Si prese il 1889 come data simbolica dell’inizio dell’immigrazione di massa degli ebrei in Argentina e si poté verificare che l’integrazione argentina e l’affermazione dell’identità ebraica rappresentavano due strade parallele attraverso le quali questa comunità riuscì a svilupparsi.

Chaim Bloch, attraverso una serie di aneddoti, sosteneva che esistevano quattro tipologie di ebrei. La prima era rappresentata da coloro che si recavano tutti i giorni in sinagoga. La seconda da coloro che la frequentavano il sabato e per le festività. La terza da coloro che vi si recavano in occasione del giorno del Kippur. La quarta da coloro che erano già deceduti e sepolti nel cimitero ebraico1.

Gli ebrei argentini avevano introdotto una quinta tipologia: quella degli ebrei che non andavano mai al tempio, che non seguivano i precetti religiosi, che erano agnostici, che non facevano circoncidere i propri figli, che accettavano i matrimoni misti ma che promuovevano il mantenimento dell’identità ebraica.

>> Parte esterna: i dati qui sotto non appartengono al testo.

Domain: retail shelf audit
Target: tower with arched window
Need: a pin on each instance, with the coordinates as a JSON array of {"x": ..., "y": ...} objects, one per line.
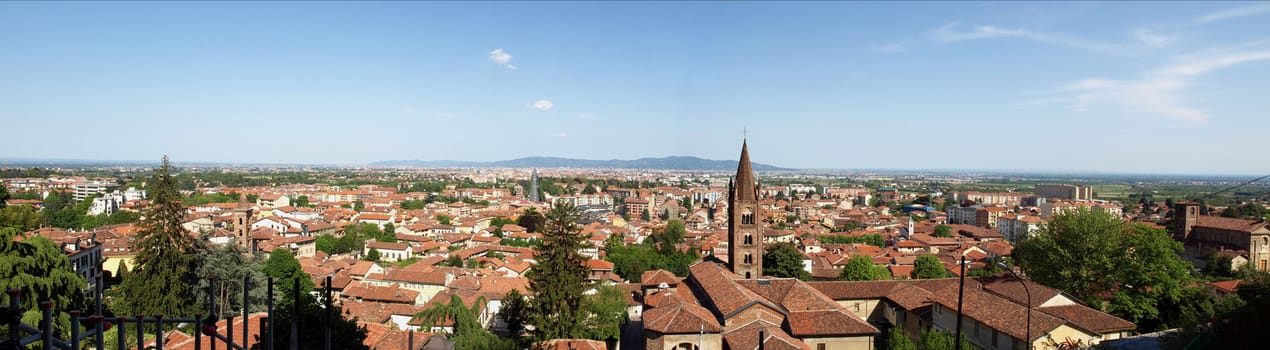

Durante l’ultimo secolo, gli ebrei argentini utilizzarono due aspetti contemporaneamente per definire la loro identità: uno in relazione con la loro storia, con le generazioni di immigrati e i nativi; il secondo in relazione all’antisemitismo.

L’Argentina aveva sempre avuto un grande tradizione immigratoria. Tra il 1850 e il 1930 soltanto a Buenos Aires arrivarono 6 milioni di immigrati, la metà dei quali si stabilì nel paese. Ironicamente Jorge Luis Borges definì gli argentini come «italianos que hablaban español, educados por los ingleses y que querían ser franceses».

Dentro questa ricerca dell’identità, gli ebrei argentini appartenevano a una minoranza chiaramente identificabile, non solo per il numero esiguo, ma soprattutto per caratteristiche proprie: la religione diversa da quella del gruppo prevalente e la fobia antiebraica persistente e organizzata in importanti strati della popolazione. In questo senso gli ebrei venivano visti inizialmente come «hijos bastardos»2 della società, che li accettava, così come accettava tutte le altre minoranze, ma non in pieno: per la società argentina sono considerati cittadini di seconda classe, marginali.

1 C. Bloch, El pueblo judío a través de la anécdota, Buenos Aires, Ediciones Anaconda, 1950. 2 R. Feierstein, Historia de los judíos argentino, Buenos Aires, Ameghino, 1999, p.368.

L’esigenza di colmare questo divario trovava in Alberto Gerchunoff il suo promotore. Il suo intento era quello di creare una congiunzione armonica tra l’immigrazione ebraica e la nuova terra, la cui figura emblematica era il «gaucho judío»3: il gaucho era un uomo che a cavallo si spostava solitario per le immense terre argentine; i coloni ebrei lavoravano nelle colonie agricole formando delle vere e proprie cooperative. Questa emblematica figura, di forte valore idilliaco rimpiazzava quella dell’ortodosso come stereotipo dell’ebreo argentino.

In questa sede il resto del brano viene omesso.